We have an object of mass $$m = 1$$ kg taken from the surface of the Earth to a height $$h = 3R$$, where $$R = 6400$$ km is the radius of the Earth.

The gravitational potential energy at a distance $$r$$ from the centre of the Earth is $$U = -\frac{GMm}{r}$$. At the surface ($$r = R$$), the potential energy is $$U_i = -\frac{GMm}{R}$$. At height $$3R$$ above the surface ($$r = 4R$$), the potential energy is $$U_f = -\frac{GMm}{4R}$$.

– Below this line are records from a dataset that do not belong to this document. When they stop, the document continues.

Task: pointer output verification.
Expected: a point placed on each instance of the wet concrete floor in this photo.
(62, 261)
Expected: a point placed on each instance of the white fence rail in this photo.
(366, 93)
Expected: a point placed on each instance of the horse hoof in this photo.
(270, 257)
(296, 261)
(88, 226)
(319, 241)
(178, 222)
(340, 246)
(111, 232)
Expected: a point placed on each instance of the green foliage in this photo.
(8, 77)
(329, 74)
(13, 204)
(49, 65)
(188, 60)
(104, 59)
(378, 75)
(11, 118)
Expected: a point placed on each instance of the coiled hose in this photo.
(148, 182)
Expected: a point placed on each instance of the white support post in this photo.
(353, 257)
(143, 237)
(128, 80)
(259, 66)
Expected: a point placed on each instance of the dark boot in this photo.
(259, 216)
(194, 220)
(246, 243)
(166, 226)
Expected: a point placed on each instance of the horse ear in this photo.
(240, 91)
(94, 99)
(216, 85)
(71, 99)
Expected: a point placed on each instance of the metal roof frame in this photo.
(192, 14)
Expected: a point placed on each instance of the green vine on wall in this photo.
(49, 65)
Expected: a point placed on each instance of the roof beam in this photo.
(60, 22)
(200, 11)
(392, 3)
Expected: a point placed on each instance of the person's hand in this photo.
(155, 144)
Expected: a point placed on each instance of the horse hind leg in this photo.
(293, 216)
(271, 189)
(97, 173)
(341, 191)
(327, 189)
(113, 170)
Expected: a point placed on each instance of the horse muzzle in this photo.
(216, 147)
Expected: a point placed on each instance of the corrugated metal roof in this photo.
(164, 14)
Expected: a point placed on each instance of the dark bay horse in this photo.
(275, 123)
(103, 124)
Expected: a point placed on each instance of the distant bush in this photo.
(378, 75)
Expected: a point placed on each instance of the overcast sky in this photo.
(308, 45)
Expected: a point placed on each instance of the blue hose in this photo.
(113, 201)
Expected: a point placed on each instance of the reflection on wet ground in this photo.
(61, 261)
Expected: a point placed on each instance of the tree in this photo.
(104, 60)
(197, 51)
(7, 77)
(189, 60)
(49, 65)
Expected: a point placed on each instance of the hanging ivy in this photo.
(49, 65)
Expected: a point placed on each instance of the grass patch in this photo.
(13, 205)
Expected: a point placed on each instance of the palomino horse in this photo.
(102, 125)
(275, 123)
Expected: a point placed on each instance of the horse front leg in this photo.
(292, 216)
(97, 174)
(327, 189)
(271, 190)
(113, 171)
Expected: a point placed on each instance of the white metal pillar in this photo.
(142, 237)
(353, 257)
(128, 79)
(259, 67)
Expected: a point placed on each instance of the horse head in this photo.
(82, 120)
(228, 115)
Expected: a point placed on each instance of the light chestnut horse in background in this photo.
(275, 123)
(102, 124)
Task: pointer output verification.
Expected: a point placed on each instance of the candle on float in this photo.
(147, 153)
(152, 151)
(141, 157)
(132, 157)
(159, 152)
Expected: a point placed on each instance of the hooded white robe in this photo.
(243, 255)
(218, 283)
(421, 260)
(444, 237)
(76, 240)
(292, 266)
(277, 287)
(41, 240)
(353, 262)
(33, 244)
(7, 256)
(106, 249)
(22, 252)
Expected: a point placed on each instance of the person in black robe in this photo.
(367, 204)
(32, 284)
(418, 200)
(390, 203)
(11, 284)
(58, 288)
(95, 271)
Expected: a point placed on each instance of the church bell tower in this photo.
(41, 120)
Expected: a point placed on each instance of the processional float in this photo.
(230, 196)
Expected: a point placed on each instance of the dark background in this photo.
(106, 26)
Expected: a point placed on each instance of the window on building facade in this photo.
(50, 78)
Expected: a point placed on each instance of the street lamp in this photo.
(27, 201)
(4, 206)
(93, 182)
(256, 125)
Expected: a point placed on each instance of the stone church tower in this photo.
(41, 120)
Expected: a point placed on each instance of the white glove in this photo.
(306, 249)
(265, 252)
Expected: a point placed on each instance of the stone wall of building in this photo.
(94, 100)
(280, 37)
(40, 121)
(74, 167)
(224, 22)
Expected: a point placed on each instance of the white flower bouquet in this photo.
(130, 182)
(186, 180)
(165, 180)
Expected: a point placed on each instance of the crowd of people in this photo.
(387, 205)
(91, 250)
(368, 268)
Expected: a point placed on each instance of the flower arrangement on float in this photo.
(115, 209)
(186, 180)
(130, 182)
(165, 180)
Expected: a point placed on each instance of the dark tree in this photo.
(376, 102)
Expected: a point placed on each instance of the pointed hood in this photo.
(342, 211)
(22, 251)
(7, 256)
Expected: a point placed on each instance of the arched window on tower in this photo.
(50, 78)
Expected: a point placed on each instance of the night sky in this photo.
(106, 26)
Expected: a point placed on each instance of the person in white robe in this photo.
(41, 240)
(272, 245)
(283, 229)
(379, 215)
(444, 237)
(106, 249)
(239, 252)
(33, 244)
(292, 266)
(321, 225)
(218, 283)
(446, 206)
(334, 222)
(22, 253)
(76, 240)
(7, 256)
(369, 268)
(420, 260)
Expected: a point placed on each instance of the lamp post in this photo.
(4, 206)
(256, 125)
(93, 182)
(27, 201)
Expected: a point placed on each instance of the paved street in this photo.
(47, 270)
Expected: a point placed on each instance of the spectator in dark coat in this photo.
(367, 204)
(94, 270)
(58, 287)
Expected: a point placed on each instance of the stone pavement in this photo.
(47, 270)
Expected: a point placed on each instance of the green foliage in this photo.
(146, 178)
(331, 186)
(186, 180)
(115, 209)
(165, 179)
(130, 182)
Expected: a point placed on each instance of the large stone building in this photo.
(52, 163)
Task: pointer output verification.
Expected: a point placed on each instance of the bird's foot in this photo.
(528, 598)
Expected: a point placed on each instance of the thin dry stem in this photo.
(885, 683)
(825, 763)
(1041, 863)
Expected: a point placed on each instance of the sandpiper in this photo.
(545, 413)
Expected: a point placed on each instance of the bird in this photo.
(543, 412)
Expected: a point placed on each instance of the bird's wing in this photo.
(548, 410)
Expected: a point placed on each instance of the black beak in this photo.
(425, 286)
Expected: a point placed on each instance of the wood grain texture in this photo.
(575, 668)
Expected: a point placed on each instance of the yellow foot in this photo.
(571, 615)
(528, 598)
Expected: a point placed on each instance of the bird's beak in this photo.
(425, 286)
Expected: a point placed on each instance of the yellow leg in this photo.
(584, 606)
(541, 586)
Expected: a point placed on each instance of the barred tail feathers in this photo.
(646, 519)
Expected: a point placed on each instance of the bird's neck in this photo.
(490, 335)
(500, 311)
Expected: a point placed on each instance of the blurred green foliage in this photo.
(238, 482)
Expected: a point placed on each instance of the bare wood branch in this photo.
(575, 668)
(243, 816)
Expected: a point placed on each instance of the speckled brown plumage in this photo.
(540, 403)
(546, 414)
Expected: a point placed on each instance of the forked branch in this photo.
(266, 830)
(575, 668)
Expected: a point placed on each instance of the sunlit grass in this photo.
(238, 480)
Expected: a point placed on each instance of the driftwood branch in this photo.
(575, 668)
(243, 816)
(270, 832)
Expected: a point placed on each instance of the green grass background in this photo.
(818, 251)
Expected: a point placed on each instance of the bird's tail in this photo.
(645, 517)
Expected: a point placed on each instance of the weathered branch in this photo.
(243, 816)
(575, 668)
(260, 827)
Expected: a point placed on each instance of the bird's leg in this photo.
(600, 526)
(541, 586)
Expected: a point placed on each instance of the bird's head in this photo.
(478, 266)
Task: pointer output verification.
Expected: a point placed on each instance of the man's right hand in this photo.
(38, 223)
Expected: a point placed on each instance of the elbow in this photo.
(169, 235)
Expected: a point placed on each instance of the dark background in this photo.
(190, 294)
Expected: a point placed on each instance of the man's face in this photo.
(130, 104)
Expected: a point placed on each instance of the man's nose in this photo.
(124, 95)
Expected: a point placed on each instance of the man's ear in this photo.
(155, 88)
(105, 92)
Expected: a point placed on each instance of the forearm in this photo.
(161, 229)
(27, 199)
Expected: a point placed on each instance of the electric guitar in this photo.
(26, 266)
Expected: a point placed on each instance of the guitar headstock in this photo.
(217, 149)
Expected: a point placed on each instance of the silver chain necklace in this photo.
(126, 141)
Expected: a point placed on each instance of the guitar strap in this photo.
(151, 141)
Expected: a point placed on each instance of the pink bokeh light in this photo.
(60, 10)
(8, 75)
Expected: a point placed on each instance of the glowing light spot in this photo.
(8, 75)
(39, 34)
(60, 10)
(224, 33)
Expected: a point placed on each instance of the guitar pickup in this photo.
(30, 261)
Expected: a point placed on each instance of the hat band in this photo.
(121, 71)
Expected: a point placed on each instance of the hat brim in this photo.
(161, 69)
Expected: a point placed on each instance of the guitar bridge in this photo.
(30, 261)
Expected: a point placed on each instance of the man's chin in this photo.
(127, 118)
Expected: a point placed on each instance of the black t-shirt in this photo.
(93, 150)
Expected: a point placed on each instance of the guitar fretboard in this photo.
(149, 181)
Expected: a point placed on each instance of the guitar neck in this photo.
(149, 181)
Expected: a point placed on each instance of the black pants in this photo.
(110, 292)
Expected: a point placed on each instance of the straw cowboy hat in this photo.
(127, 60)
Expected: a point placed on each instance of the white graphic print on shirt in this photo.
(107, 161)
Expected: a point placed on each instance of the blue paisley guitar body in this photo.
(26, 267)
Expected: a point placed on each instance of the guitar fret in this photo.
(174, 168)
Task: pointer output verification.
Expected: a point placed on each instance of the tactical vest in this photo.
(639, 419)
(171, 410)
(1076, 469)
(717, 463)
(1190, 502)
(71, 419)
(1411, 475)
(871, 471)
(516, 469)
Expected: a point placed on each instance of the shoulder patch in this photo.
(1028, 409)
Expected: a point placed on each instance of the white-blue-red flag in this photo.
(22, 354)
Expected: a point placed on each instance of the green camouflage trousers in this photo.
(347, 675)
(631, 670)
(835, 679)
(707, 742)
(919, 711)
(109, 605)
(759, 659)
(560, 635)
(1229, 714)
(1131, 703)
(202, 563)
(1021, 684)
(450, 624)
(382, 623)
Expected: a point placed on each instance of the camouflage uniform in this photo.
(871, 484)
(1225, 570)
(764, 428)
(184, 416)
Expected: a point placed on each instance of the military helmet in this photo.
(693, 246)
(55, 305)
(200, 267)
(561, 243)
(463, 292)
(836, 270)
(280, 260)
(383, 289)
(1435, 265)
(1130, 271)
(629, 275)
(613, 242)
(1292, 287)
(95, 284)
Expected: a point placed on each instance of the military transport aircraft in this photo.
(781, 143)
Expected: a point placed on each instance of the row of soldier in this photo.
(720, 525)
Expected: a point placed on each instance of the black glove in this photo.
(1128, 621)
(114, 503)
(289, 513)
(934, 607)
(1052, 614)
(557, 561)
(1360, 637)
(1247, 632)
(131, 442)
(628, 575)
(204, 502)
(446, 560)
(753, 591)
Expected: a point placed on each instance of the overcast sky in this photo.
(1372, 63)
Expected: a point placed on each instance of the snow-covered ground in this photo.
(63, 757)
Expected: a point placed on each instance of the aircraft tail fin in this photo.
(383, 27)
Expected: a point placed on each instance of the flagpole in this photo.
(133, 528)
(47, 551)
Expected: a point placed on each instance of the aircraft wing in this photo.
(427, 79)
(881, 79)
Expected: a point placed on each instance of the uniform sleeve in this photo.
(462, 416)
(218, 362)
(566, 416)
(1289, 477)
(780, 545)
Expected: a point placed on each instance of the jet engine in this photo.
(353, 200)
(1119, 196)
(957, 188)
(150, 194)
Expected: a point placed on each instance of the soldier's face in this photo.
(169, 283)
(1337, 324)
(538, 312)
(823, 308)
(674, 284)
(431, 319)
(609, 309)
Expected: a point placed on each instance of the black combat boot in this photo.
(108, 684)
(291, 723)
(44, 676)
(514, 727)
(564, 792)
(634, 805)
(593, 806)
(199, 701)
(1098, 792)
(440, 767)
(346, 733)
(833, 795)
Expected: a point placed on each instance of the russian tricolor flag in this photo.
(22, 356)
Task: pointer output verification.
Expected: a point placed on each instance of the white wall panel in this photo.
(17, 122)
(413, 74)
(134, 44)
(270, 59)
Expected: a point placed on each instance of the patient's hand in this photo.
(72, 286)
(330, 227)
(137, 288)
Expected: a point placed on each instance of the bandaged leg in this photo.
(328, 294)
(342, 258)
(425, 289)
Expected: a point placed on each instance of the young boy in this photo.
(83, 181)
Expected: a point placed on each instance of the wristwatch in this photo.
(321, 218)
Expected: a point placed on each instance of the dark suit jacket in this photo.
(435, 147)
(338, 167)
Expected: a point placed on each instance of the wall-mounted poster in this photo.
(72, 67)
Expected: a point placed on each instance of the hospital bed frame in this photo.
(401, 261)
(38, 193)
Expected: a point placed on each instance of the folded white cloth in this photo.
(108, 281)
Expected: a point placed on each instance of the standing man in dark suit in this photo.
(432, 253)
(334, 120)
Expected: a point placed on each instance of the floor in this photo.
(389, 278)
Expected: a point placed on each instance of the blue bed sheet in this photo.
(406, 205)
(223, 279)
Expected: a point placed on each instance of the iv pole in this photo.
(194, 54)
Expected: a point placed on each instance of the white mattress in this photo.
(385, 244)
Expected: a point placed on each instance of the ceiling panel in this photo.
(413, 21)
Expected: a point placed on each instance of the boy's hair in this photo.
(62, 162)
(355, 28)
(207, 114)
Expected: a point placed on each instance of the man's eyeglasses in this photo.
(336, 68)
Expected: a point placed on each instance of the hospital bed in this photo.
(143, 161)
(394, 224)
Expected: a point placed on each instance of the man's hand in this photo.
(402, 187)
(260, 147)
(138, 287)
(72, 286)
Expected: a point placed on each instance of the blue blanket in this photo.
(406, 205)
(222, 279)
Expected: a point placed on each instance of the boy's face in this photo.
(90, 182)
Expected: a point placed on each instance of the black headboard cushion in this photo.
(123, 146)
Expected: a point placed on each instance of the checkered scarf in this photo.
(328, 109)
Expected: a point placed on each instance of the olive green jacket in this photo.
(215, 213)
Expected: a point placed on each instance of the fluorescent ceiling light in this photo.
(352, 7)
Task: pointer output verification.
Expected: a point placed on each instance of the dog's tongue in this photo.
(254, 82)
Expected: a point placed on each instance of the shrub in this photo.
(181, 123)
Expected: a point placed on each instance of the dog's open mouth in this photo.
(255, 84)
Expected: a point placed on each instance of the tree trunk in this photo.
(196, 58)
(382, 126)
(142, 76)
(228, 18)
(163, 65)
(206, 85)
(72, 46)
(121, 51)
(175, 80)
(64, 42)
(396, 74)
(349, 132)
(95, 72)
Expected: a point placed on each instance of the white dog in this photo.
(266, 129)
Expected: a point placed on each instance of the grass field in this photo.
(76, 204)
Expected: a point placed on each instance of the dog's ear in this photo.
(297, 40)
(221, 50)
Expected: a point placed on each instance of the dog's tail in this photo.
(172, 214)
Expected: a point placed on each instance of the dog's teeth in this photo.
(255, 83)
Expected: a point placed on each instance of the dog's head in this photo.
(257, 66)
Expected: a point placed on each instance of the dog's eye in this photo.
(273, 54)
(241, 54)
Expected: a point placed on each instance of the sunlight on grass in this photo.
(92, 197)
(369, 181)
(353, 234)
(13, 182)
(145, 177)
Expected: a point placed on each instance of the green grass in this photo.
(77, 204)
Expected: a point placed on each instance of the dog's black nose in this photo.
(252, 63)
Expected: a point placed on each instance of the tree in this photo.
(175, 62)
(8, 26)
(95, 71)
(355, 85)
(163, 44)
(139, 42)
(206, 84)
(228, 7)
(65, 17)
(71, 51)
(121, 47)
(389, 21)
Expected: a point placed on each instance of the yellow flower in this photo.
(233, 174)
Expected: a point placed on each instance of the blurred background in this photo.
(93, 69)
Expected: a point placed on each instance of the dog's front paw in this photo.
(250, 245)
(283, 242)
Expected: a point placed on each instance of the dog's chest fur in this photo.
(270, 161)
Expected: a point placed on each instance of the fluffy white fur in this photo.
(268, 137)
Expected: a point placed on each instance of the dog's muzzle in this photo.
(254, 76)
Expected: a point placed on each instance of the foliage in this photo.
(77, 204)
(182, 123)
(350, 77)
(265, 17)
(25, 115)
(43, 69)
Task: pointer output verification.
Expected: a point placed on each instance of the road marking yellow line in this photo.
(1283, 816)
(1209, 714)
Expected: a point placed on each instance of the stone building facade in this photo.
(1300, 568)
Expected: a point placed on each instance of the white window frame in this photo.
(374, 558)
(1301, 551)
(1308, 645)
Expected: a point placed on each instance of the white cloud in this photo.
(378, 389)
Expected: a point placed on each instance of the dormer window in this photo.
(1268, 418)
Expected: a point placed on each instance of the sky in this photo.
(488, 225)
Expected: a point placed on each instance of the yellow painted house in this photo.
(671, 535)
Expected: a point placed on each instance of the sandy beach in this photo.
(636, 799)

The gain in potential energy is: $$\Delta U = U_f - U_i = -\frac{GMm}{4R} + \frac{GMm}{R} = \frac{GMm}{R}\left(1 - \frac{1}{4}\right) = \frac{3GMm}{4R}$$

Now, since $$g = \frac{GM}{R^2}$$, we have $$GM = gR^2$$. Substituting: $$\Delta U = \frac{3gR^2 m}{4R} = \frac{3}{4}mgR$$

Plugging in values: $$\Delta U = \frac{3}{4} \times 1 \times 10 \times 6400 \times 10^3 = \frac{3}{4} \times 64 \times 10^6 = 48 \times 10^6 \text{ J} = 48 \text{ MJ}$$.

Hence, the correct answer is Option 1.